John Harrison, Tischler aus Yorkshire und Uhrmacher-Autodidakt, machte sich an den Bau einer Uhr, die trotz Temperaturunterschieden, Schiffsbewegungen und Feuchtigkeit selbst nach einer Atlantikquerung noch die exakte Zeit des Ausgangshafens anzeigte. Die britische Längengradkommission unterstützen ihn zwar durch – modern ausgedrückt – staatliche Forschungsfördergelder, enthielt ihm aber das volle Preisgeld vor, da sie mit ihrer wissenschaftlichen Autorität eine Uhr mit der geforderten Präzision für unmöglich erklärte. Aus heutiger Sicht mag man von Ignoranz der Kommission gegenüber dieser genialen Idee sprechen. Doch damals waren tragbare Uhren von einigermaßen zuverlässiger Genauigkeit reine Sience Fiction. Als Harrison daraus Realität machte, blieb dieses Schiffschronometer für den alltäglichen Bordeinsatz immer noch unerschwinglich: sie kostete ein Fünfzigstel des Preises eines Linienschiffs.

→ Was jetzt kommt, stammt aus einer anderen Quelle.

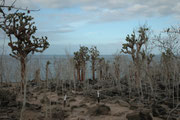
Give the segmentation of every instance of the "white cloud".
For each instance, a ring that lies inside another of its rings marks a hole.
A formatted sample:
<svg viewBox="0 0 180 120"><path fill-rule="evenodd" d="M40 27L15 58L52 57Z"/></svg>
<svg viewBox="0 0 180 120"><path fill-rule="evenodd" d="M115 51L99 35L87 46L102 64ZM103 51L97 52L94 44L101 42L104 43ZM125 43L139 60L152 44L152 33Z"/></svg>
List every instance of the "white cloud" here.
<svg viewBox="0 0 180 120"><path fill-rule="evenodd" d="M8 4L12 0L6 0ZM17 0L16 5L29 8L80 8L83 13L64 13L61 17L90 21L119 21L136 17L154 17L180 14L179 0ZM73 12L74 13L74 12ZM93 15L93 16L92 16ZM88 17L87 17L88 16ZM91 17L90 17L91 16Z"/></svg>

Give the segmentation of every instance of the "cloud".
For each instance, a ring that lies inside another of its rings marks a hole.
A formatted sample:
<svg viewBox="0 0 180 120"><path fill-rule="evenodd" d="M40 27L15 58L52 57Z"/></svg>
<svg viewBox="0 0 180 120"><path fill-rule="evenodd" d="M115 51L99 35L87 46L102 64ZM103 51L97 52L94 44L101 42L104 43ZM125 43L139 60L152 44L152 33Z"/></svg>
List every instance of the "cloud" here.
<svg viewBox="0 0 180 120"><path fill-rule="evenodd" d="M7 0L11 3L12 0ZM137 17L158 17L180 14L179 0L17 0L18 6L32 8L80 8L78 12L65 12L62 19L89 20L89 21L121 21ZM82 12L83 13L79 13ZM91 17L87 17L87 16Z"/></svg>

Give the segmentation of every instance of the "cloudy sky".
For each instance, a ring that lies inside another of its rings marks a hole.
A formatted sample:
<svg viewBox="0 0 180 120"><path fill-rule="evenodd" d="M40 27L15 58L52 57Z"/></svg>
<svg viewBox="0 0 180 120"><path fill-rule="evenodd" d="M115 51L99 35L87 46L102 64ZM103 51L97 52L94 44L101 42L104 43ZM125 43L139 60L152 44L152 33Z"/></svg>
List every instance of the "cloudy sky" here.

Am Ende siegte trotz allem die Uhr. Doch der Sieg des unbeirrbaren Uhrmachers brauchte dessen ganzes Leben auf und ein gehörigen Teil des Lebens seines Sohnes dazu. Warum es selbst dann noch kein völliger Sieg wurde, wird hier nicht verraten.
Den Uhren selbst ging es genau wie dem öffentlichen Interesse an ihrem Uhrmacher John Harrison: In dem Maße wie präzise Zeitmessung und Navigation alltäglich wurden, schwand das allgemeine Interesse an ihnen. Die originalen Harrison-Uhren, alle im Eigentum der Royal Navy, blieben mehr als ein Jahrhundert lieblos abgelegt im Keller der Sternwarte zu Greenwich, bis sich ein anderer Enthusiast ihrer annahm: Lieutenant Commander Rupert T. Gould. Er restaurierte sie mit so viel fanatischer Hingabe, dass er alles andere, was ihm sonst noch lieb war, verlor.
Damit endet die Story, die keine Fiktion sondern Geschichte und viel spannender ist, als ich es in den knappen Zeilen wiedergeben kann. Dava Sobels Schreibstil, macht das Buch zudem packend. Er lässt den Leser kaum los, hält ihn mit aller Kraft der Sprache fest. In jedem Fall eine erste Empfehlung für Leser mit Beziehung zu Schiffen und Schiffsorten.
Mehr über den technisch-wissenschaftlichen Aspekt findet sich in einem Buch von Jonathan Betts „Harrison. Eine Uhr zur Bestimmung des Längengrads“, das Delius Klasing 2009 verlegte und heute leider nur noch antiquarisch zu bekommen ist (www.zvab.com). Es verdeutlicht, wie epochal diese Uhren-Entwicklungen durch John Harrison waren. Manch Uhrmacher-Technisches bleibt für den Laien allerdings auch hier noch schwer verständlich. Eine Filmreportage der BBC zeigt in bewegten Bildern, wie diese frühen Präzisionsuhren funktionieren. Ein einfaches im Film verfertigtes Modell erklärt das Prinzip dieser Uhren. Zum Schluss zeigt der Redakteur in einem aufwendigen Experiment, wie die moderne GPS-Navigation nach wie vor auf Harrison’s Innovation von damals beruht. Zu sehen ist die Reportage auf www.youtube.com „The Clock That Changed the World“. Keine Angst vor englischem Fachvokabular, der Film ist sehr anschaulich.